SEE ALSO: Afghans Celebrate Partial Truce In Frontline ProvincesWhile Ortagus called for concerns about the election results to be handled “in accordance with constitutional and legal procedures,” the statement also warned against creating a parallel government. “They should also desist from destabilizing actions, including purported efforts to establish parallel government structures inconsistent with the constitution and rule of law,” she noted. “Such moves call into question the country’s sovereignty and unity that the United States strongly supports.”
Ortagus clearly outlined Washington’s top priority in Afghanistan. “It is time to focus not on electoral politics, but on taking steps toward a lasting peace, ending the war with the Taliban, and finding a formula for a political settlement,” she said, adding that a final resolution “can serve the interests of all of this country’s citizens through intra-Afghan negotiations we expect will begin in March.”
Like its numerous arbitration efforts among Afghan political elites, Washington is likely to broker some kind of power-sharing among Afghan politicians. But they will need greater unity among their ranks to preserve the republican political system that has given them a piece of the pie in the new Afghan state that emerged after the demise of the Taliban regime in late 2001.

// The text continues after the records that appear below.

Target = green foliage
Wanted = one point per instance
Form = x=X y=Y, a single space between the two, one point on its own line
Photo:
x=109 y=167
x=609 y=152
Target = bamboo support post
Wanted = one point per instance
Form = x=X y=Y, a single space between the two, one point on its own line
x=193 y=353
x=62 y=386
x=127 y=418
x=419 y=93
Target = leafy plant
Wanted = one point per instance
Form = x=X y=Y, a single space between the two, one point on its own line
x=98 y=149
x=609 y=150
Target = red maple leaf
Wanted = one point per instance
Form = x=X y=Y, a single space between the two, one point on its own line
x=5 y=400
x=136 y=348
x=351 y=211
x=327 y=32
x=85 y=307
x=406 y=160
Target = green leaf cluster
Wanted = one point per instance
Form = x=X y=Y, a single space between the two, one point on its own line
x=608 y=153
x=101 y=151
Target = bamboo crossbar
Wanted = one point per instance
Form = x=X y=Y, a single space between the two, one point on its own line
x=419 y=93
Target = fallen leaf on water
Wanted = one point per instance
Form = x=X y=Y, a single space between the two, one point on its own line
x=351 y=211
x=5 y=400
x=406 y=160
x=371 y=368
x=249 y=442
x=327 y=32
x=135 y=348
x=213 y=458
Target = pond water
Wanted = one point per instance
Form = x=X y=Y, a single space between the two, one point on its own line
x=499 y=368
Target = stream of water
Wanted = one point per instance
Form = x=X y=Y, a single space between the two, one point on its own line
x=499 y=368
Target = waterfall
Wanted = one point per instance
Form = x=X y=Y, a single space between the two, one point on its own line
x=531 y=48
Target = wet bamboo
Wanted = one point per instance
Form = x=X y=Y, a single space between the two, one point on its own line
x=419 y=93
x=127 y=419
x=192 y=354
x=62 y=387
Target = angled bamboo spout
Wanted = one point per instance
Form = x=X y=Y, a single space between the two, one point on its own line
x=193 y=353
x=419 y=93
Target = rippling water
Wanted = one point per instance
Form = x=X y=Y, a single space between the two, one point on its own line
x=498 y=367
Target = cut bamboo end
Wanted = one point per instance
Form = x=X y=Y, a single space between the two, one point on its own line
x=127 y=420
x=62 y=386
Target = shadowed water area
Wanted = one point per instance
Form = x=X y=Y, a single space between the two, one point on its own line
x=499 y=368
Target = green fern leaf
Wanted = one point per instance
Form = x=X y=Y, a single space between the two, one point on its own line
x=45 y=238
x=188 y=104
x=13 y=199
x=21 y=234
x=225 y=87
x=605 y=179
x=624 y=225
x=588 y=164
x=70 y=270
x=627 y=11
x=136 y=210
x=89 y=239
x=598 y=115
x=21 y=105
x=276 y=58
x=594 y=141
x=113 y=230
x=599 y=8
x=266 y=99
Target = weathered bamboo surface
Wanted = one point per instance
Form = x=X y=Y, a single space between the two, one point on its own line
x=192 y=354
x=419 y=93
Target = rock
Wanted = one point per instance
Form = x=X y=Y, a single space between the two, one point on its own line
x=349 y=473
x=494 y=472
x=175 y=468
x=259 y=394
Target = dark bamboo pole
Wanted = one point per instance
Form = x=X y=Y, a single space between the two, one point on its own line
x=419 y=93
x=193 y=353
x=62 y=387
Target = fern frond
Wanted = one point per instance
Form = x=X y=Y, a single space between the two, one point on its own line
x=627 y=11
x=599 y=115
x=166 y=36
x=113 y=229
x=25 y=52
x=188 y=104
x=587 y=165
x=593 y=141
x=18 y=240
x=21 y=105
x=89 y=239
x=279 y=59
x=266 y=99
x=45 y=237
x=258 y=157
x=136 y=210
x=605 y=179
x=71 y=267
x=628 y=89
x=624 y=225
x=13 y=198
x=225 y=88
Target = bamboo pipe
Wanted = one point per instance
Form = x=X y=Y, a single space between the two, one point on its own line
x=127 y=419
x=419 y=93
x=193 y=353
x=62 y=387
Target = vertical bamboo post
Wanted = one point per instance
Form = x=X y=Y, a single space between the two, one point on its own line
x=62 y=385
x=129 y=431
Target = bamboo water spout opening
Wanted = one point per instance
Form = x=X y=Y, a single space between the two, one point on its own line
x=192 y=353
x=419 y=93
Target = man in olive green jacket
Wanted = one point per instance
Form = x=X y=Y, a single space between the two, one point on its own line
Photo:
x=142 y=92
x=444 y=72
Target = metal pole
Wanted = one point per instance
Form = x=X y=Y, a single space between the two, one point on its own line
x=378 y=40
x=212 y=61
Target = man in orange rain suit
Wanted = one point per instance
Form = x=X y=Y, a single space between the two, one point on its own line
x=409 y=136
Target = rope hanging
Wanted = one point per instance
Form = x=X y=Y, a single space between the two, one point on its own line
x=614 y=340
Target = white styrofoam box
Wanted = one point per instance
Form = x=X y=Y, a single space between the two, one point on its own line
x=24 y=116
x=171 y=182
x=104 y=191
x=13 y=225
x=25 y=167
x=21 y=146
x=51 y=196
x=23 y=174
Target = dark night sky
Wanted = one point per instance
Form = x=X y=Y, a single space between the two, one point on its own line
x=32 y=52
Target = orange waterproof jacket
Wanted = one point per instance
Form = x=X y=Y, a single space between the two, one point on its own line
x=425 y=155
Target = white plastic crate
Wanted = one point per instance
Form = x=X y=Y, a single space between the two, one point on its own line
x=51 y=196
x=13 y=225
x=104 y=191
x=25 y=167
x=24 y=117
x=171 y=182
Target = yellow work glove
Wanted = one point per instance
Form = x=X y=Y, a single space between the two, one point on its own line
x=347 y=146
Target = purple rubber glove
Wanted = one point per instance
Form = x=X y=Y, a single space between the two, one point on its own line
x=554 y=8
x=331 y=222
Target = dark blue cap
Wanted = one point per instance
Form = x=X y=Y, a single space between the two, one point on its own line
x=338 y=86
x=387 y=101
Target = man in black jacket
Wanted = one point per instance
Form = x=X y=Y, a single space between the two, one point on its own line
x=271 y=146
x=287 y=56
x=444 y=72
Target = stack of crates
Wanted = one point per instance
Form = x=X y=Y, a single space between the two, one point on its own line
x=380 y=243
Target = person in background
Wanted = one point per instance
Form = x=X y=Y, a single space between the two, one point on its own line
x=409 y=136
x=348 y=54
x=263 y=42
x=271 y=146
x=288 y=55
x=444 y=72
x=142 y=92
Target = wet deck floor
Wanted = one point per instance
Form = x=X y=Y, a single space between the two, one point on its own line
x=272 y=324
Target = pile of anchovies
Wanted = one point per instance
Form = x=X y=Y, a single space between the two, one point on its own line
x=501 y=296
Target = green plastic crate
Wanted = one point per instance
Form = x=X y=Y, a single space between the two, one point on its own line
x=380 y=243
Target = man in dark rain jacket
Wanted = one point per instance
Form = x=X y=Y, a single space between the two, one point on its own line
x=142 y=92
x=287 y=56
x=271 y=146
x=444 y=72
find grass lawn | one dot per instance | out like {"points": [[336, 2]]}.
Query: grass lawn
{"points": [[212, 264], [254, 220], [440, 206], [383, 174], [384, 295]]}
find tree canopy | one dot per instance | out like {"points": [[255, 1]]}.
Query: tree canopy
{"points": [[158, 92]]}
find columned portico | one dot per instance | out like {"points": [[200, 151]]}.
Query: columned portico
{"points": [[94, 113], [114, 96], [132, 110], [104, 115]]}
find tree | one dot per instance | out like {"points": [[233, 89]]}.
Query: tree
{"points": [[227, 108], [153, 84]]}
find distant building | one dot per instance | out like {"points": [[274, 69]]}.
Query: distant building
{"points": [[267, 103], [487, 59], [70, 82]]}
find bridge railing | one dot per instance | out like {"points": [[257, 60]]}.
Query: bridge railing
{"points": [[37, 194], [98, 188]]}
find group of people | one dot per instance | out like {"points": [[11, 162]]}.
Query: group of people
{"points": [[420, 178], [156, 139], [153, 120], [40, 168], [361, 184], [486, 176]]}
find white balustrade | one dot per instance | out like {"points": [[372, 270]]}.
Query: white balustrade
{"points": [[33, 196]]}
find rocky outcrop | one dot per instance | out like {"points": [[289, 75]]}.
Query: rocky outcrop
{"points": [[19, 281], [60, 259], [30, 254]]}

Recent Afghan history has clearly not favored bickering leaders.
Afghanistan’s civil war originally erupted between the Khalq and Parcham factions of the communist Peoples Democratic Party of Afghanistan soon after the pro-Khalq army officers grabbed power in the April 1978 coup. Their infighting prompted the Soviet invasion in December 1979 and ultimately contributed to their downfall in April 1992.
Their mujahedin nemesis suffered from more disunity. A fratricidal civil war among more than a dozen mujahedin factions in the 1990s paved the way for the emergence of the Taliban as a counterforce keen on ending the anarchy created by the infighting.
Today, Afghanistan’s security forces, civil administration, and a robust civil society appear to be on the right trajectory toward greater stability and prosperity for the country’s more than 30 million people.
But disunity among Kabul elites, mostly comprising former mujahedin leaders, western technocrats, and royalist tribal leaders, will make it difficult to leverage key concessions from the Taliban in complex negotiations.